Furthermore, while vitamin D was effective in all groups, the team found that effects were significantly greater in females, compared to males. Similarly, effects were greater in people with normal cognition, compared to those who reported signs of mild cognitive impairment – changes to cognition which have been linked to a higher risk of dementia.
The effects of vitamin D were also significantly greater in people who did not carry the APOEe4 gene, known to present a higher risk for Alzheimer’s dementia, compared to non-carriers. The authors suggest that people who carry the APOEe4 gene absorb vitamin D better from their intestine, which might reduce the vitamin D supplementation effect. However, no blood levels were drawn to test this hypothesis.
Professor Zahinoor Ismail, of the University of Calgary and University of Exeter, who led the research, commented: “We know that vitamin D has some effects in the brain that could have implications for reducing dementia, however, so far, research has yielded conflicting results. Our findings give key insights into groups who might be specifically targeted for vitamin D supplementation. Overall, we found evidence to suggest that earlier supplementation might be particularly beneficial, before the onset of cognitive decline.”
Co-author, Dr Byron Creese, at the University of Exeter, added: “Preventing dementia or even delaying its onset is vitally important given the growing numbers of people affected. The link with vitamin D in this study suggests that taking vitamin
D supplements may be beneficial in preventing or delaying dementia, but we now need clinical trials to confirm whether this is really the case. The ongoing VitaMIND study at the University of Exeter is exploring this issue further by randomly
assigning participants to either take vitamin D or placebo and examining changes in memory and thinking tests over time.”
In other vitamin D news, a new review published in Cochrane Library has suggested that vitamin D does not play a role in easing asthma.
Cochrane Review conducted an updated metaanalysis to include data from new trials to evaluate the effectiveness and safety of administration of vitamin D or its hydroxylated metabolites in reducing the risk of severe asthma exacerbations
(defined as those requiring treatment with systemic corticosteroids) and improving asthma symptom control.

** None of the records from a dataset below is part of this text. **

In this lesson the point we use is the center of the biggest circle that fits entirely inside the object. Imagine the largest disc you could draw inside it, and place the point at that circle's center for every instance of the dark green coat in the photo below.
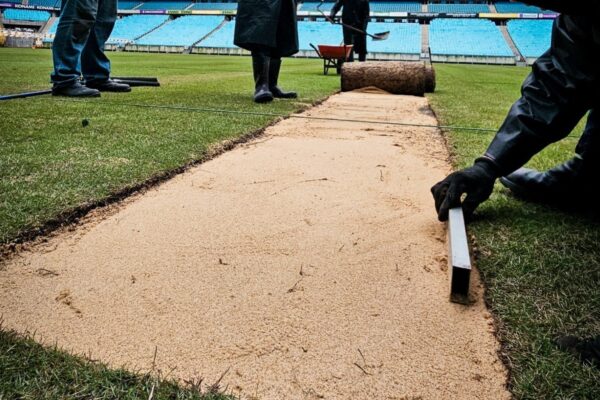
(267, 24)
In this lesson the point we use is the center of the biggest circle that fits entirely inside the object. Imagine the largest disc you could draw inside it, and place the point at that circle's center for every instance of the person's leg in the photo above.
(360, 46)
(261, 61)
(275, 62)
(349, 40)
(95, 65)
(76, 21)
(570, 183)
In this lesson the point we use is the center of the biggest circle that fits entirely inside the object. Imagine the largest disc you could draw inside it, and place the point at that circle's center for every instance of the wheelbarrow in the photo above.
(333, 56)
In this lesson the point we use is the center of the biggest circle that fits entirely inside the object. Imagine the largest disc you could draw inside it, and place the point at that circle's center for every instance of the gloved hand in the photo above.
(476, 181)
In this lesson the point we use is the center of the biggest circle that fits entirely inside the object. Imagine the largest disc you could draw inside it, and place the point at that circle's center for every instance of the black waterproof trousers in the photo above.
(563, 86)
(267, 26)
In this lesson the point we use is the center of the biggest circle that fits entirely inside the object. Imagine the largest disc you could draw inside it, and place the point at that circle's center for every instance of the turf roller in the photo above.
(397, 77)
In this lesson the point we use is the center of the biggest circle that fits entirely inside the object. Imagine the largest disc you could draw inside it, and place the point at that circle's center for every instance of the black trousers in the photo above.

Twenty studies were included in this review; 15 trials involving a total of 1,155 children and five trials involving a total of 1,070 adults contributed data to analyses. Participant ages ranged from one to 84 years, with two trials providing data specific to participants under five years and eight trials providing data specific to participants aged five-16. The duration of trials ranged from three to 40 months; all but two investigated the effects of administering cholecalciferol (vitamin D3). As
in a previous Cochrane Review, the majority of participants had mild to moderate asthma, and profound vitamin D deficiency (25‐hydroxyvitamin D (25(OH)D) < 25 nmol/L) at baseline was rare.
It was found that administration of vitamin D or its hydroxylated metabolites did not reduce or increase the proportion of participants experiencing one or more asthma exacerbations treated with systemic corticosteroids. They also found no effect of vitamin D supplementation on the rate of exacerbations requiring systemic corticosteroids or the time to first exacerbation. “Vitamin D supplementation did not influence any secondary efficacy outcome meta‐analysed, which were all based on moderate‐ or high‐quality evidence,” the researchers reported, adding that they observed no effect on the incidence of serious adverse events.
The study continued: “In contrast to findings of our previous Cochrane Review on this topic, this updated review does not find evidence to support a role for vitamin D supplementation or its hydroxylated metabolites to reduce risk of asthma exacerbations or improve asthma control. Participants with severe asthma and those with baseline 25(OH)D concentrations < 25 nmol/L were poorly represented, so further research is warranted here.”